Antoine Demoitié’s death was an accident waiting to happen.

Someone please step forward,” asked BMC team manager Jim Ochowicz of the UCI in 2015. Accusing the UCI’s safety committee of a lack of action, he wrote: “Safety problems at races continue to accelerate and are now a nearly everyday issue.”

Ochowicz’s team had been at the thick end of the growing spate of serious safety incidents with Greg Van Avermaet taken down by a motorbike in the last kilometre of the San Sebastián Classic and Taylor Phinney forced into the crash barriers by an errant motorbike at the US National Championships. Phinney suffered a severe leg fracture that almost ended his career.

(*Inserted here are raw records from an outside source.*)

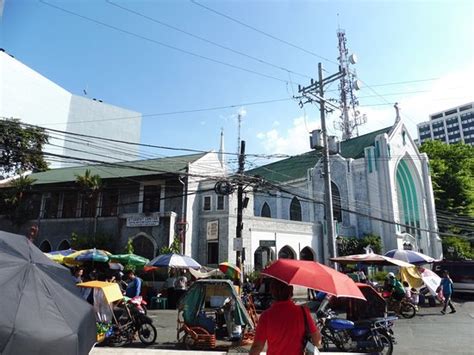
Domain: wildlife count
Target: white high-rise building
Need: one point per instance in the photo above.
(449, 126)
(36, 100)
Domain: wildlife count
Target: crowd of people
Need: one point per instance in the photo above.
(131, 285)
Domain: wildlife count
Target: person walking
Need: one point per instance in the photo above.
(134, 286)
(282, 326)
(446, 286)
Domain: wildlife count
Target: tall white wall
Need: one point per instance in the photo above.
(29, 96)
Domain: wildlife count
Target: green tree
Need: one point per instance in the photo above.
(457, 248)
(21, 148)
(173, 248)
(16, 205)
(354, 245)
(99, 241)
(452, 174)
(90, 186)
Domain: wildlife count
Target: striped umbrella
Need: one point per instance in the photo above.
(175, 261)
(81, 256)
(410, 256)
(129, 259)
(58, 255)
(230, 270)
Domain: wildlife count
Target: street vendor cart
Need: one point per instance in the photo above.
(211, 314)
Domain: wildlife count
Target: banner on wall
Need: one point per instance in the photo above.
(213, 230)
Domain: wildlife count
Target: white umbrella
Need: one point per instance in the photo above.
(175, 261)
(370, 258)
(409, 256)
(431, 280)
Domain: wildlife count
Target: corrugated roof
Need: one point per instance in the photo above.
(296, 167)
(136, 168)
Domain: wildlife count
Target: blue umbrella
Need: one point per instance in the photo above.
(176, 261)
(410, 256)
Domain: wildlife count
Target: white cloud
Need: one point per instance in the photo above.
(295, 141)
(242, 112)
(449, 91)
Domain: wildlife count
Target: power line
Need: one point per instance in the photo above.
(262, 32)
(364, 214)
(179, 112)
(234, 66)
(144, 144)
(259, 60)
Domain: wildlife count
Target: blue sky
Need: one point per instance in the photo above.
(395, 41)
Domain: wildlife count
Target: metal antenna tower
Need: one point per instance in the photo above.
(351, 117)
(239, 122)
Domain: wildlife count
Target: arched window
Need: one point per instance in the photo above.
(45, 246)
(143, 246)
(64, 245)
(307, 254)
(266, 212)
(295, 210)
(336, 202)
(263, 256)
(286, 253)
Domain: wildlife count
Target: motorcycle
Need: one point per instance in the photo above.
(404, 307)
(139, 303)
(373, 335)
(131, 321)
(119, 320)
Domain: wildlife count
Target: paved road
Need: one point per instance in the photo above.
(429, 332)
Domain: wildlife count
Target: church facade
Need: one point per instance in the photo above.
(381, 185)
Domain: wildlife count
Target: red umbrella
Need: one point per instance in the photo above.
(313, 275)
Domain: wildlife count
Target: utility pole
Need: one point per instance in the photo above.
(351, 117)
(240, 206)
(315, 93)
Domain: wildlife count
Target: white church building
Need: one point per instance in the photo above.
(381, 186)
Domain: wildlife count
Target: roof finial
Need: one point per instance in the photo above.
(397, 110)
(221, 149)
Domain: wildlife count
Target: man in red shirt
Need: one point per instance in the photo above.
(283, 325)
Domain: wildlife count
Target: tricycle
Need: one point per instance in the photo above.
(118, 319)
(212, 311)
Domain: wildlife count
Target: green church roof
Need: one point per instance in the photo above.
(296, 167)
(172, 165)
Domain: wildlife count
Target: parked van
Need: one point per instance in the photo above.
(461, 272)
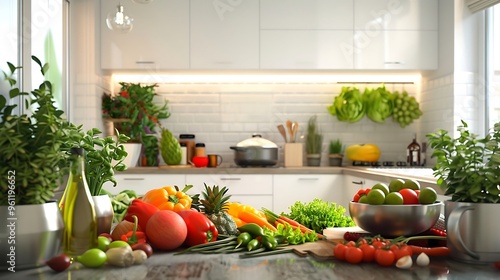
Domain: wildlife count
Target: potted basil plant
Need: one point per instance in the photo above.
(467, 168)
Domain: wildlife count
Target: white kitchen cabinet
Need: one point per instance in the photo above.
(141, 183)
(410, 49)
(371, 15)
(288, 189)
(159, 38)
(224, 34)
(306, 14)
(305, 49)
(395, 34)
(255, 190)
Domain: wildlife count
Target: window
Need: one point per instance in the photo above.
(492, 80)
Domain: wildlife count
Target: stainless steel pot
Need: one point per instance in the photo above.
(255, 151)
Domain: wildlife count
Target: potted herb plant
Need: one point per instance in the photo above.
(34, 148)
(467, 168)
(102, 157)
(336, 152)
(314, 142)
(135, 113)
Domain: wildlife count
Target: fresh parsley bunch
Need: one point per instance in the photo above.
(319, 215)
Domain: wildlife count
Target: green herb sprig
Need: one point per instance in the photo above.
(319, 214)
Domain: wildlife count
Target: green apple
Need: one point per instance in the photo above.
(376, 197)
(381, 186)
(396, 185)
(411, 184)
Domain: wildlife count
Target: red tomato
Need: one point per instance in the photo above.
(378, 244)
(385, 257)
(339, 251)
(409, 196)
(368, 252)
(353, 255)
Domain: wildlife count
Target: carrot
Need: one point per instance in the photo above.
(430, 251)
(249, 217)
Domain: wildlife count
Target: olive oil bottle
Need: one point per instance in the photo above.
(77, 208)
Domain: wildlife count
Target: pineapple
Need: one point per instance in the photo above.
(170, 148)
(214, 205)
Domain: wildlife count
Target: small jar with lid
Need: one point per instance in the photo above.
(188, 139)
(200, 150)
(183, 154)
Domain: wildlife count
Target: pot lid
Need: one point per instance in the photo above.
(257, 141)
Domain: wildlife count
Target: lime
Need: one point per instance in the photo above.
(393, 198)
(376, 197)
(363, 199)
(411, 184)
(381, 186)
(427, 196)
(396, 185)
(118, 243)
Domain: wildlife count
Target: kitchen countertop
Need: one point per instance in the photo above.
(422, 175)
(286, 266)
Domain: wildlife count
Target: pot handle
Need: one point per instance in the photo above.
(453, 230)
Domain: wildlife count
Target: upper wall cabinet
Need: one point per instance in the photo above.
(224, 34)
(306, 14)
(306, 34)
(395, 34)
(158, 40)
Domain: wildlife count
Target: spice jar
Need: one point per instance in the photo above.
(183, 154)
(200, 150)
(188, 139)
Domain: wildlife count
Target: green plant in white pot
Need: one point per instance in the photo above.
(34, 148)
(467, 168)
(336, 152)
(314, 142)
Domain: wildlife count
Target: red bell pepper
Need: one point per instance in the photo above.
(142, 210)
(134, 236)
(200, 229)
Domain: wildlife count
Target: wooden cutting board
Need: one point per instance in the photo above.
(322, 250)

Ochowicz proposed a series of safety measures, including better course design, a reduction in the size of the peloton and the flotilla of vehicles surrounding it and a more rigorous training process for drivers. The current UCI accreditation – the UCI driver’s certificate – is valid for four years and is, by all accounts, a tick-boxing exercise delivered in a single morning. It said to be heavy on Powerpoint with no practical element.

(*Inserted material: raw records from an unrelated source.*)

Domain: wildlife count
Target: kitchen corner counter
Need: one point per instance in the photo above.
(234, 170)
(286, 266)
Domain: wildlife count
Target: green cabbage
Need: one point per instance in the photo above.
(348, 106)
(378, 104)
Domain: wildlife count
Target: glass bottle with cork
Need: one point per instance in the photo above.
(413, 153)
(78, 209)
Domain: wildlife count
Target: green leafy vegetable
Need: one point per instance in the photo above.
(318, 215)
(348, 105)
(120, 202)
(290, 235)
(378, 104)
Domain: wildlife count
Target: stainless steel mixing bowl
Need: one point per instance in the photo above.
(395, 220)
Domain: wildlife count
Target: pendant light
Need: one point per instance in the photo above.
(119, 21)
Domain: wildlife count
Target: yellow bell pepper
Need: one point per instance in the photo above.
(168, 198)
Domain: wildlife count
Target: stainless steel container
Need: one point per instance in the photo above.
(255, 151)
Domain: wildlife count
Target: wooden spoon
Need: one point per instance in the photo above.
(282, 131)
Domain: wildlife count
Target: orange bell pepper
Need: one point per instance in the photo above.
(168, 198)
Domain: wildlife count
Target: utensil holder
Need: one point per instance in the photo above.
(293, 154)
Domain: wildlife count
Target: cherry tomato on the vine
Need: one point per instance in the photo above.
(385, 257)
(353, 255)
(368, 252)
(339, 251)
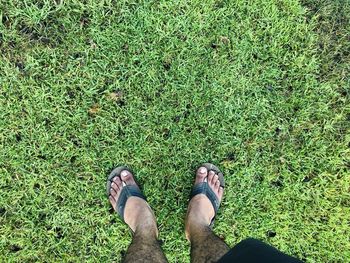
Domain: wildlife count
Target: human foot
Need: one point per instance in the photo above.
(201, 210)
(136, 213)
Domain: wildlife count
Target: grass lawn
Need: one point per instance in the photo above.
(260, 88)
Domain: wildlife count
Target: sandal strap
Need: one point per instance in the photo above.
(203, 188)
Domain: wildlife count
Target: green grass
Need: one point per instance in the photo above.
(260, 88)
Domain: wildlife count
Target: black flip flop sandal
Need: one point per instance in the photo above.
(203, 188)
(126, 192)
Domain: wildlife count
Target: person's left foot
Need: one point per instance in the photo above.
(137, 213)
(200, 210)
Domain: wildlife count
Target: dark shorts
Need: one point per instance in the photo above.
(254, 251)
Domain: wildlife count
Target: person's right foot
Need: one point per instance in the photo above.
(200, 210)
(137, 213)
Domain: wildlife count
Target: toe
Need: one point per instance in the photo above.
(217, 186)
(113, 202)
(201, 173)
(118, 182)
(220, 193)
(127, 177)
(115, 187)
(210, 177)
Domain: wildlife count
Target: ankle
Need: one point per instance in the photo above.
(197, 232)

Ochowicz repeated his call for action from the UCI in February this year. “No rider expects to be run down from behind by an over-enthusiastic pilot on a closed race course,” said the BMC manager. “This has got to stop before the headlines in the future are of a more disturbing nature than what we have seen in 2015 and now again in 2016. To the UCI, I am turning to you for answers and solutions.”

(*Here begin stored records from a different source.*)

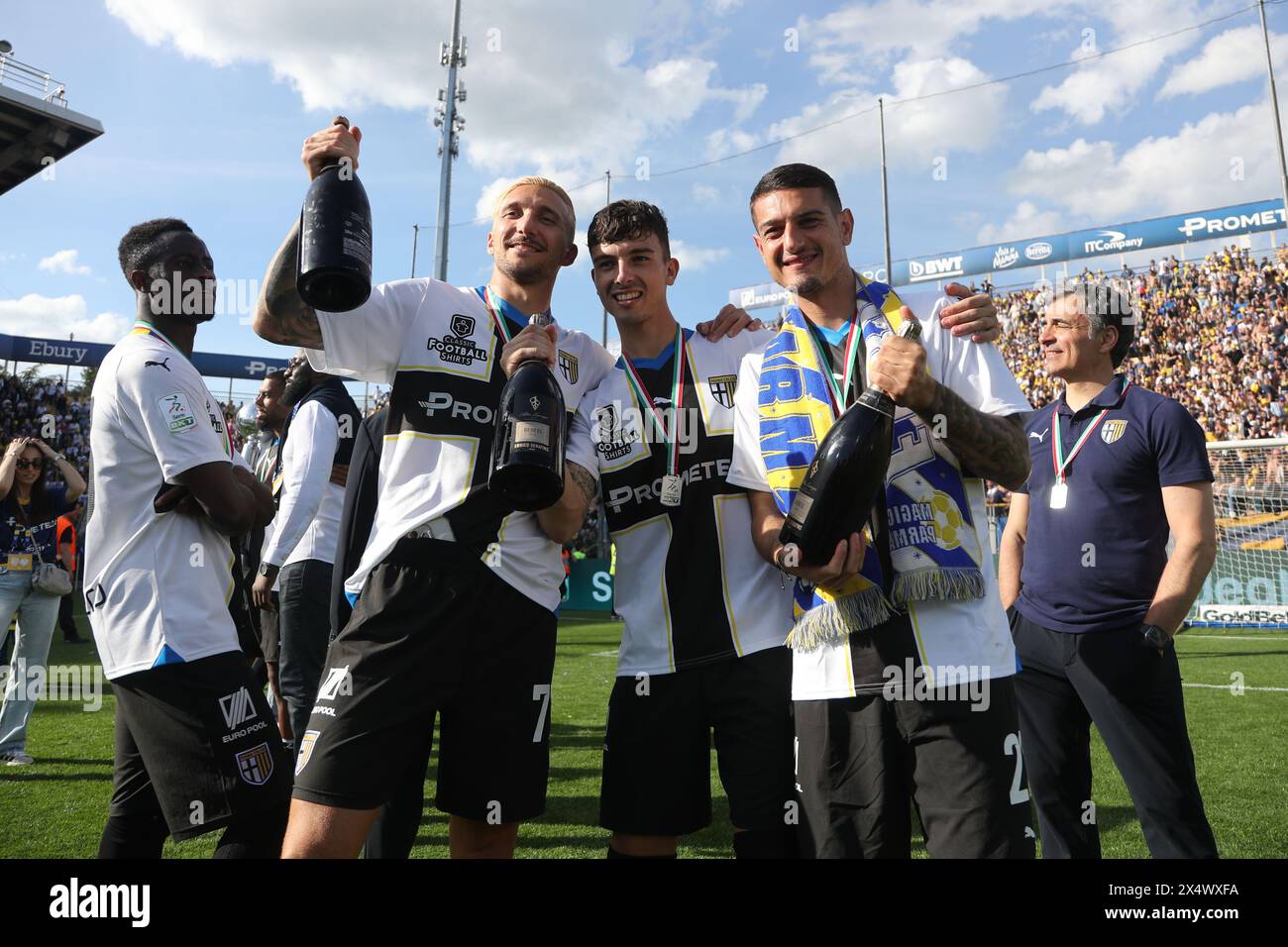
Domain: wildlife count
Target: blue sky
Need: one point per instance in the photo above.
(205, 105)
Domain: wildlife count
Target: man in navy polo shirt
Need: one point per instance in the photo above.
(1096, 598)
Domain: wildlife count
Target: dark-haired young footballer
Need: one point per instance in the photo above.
(902, 654)
(196, 748)
(455, 591)
(704, 615)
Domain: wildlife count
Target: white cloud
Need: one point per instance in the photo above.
(1235, 55)
(63, 262)
(550, 88)
(722, 142)
(697, 258)
(54, 317)
(1113, 82)
(915, 132)
(853, 43)
(706, 195)
(1225, 158)
(1026, 221)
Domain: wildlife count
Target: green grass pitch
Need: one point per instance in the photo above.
(55, 806)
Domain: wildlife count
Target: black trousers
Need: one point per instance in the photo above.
(862, 762)
(304, 622)
(1132, 693)
(64, 617)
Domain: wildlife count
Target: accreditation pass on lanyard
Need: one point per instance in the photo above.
(1060, 488)
(671, 483)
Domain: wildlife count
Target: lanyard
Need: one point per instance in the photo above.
(851, 357)
(498, 321)
(142, 328)
(497, 318)
(632, 377)
(1057, 460)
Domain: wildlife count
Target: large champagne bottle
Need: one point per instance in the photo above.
(531, 434)
(334, 269)
(846, 476)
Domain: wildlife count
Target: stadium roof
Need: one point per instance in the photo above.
(35, 123)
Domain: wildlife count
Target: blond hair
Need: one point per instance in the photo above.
(535, 180)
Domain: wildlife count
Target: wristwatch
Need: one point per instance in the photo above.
(1154, 637)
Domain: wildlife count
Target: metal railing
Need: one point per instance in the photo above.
(24, 77)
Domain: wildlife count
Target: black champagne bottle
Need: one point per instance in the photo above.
(334, 269)
(531, 434)
(846, 476)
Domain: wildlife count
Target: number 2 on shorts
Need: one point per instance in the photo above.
(1013, 746)
(541, 692)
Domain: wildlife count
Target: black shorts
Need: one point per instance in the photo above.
(657, 746)
(434, 631)
(198, 744)
(861, 762)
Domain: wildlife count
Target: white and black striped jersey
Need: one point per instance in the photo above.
(690, 582)
(970, 638)
(437, 346)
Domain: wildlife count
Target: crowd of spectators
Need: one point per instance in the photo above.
(43, 407)
(1211, 333)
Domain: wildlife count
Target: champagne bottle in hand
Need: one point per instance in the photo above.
(848, 474)
(334, 270)
(531, 433)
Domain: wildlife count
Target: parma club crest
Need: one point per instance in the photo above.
(256, 764)
(568, 367)
(721, 388)
(1112, 431)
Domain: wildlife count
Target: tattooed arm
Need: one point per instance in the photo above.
(281, 316)
(990, 446)
(562, 521)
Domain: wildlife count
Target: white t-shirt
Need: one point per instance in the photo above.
(690, 582)
(307, 525)
(156, 586)
(975, 633)
(438, 347)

A month later, Demoitié was dead.

As far back as April 2015, the UCI issued a statement iterating that “safety should at all times be the number one priority of all those involved in a cycling race,” promising comprehensive reports and “potential action”.

It’s not as if the UCI aren’t concerned about rider safety. The new “Bike City” mark will reward cities that promote participation, cycling infrastructure and safety for cyclists. There is recognition that safety concerns are the biggest barrier to UCI ambitions to promote a worldwide cycling culture. And through support of the Amy Gillett Foundation and its A Metre Matters campaign – urging legislation to make room for cyclists – the UCI are demonstrating their awareness that cycling safety matters.

But when the focus switches to the sport of professional road cycling, the UCI sings a different tune. In the extensive list of rules and regulations covering the organisation of the sport, safety is mentioned a total of 18 times. Most tellingly, they state: “The organiser alone shall be answerable for the quality and safety of the organisation and installations.” Should a race organiser wish to limit the number of vehicles in the press motorcade as a result of safety concerns, they may only do so with the express permission of the UCI.

It’s a key dilemma for the sport. High-quality media and TV coverage is crucial if cycling is to capitalise on and grow its new found popularity. Dimension Data have partnered with ASO to “deliver and share the best race information speedily and in real-time” whilst Velon, the association of 11 World Tour teams, is planning a 2016 roll out of live telemetry to provide heart rate, power and cadence data. If, as is promised, these innovations enrich and fundamentally change our experience of watching live cycling will the cavalcade of photographers on motorbikes still be necessary?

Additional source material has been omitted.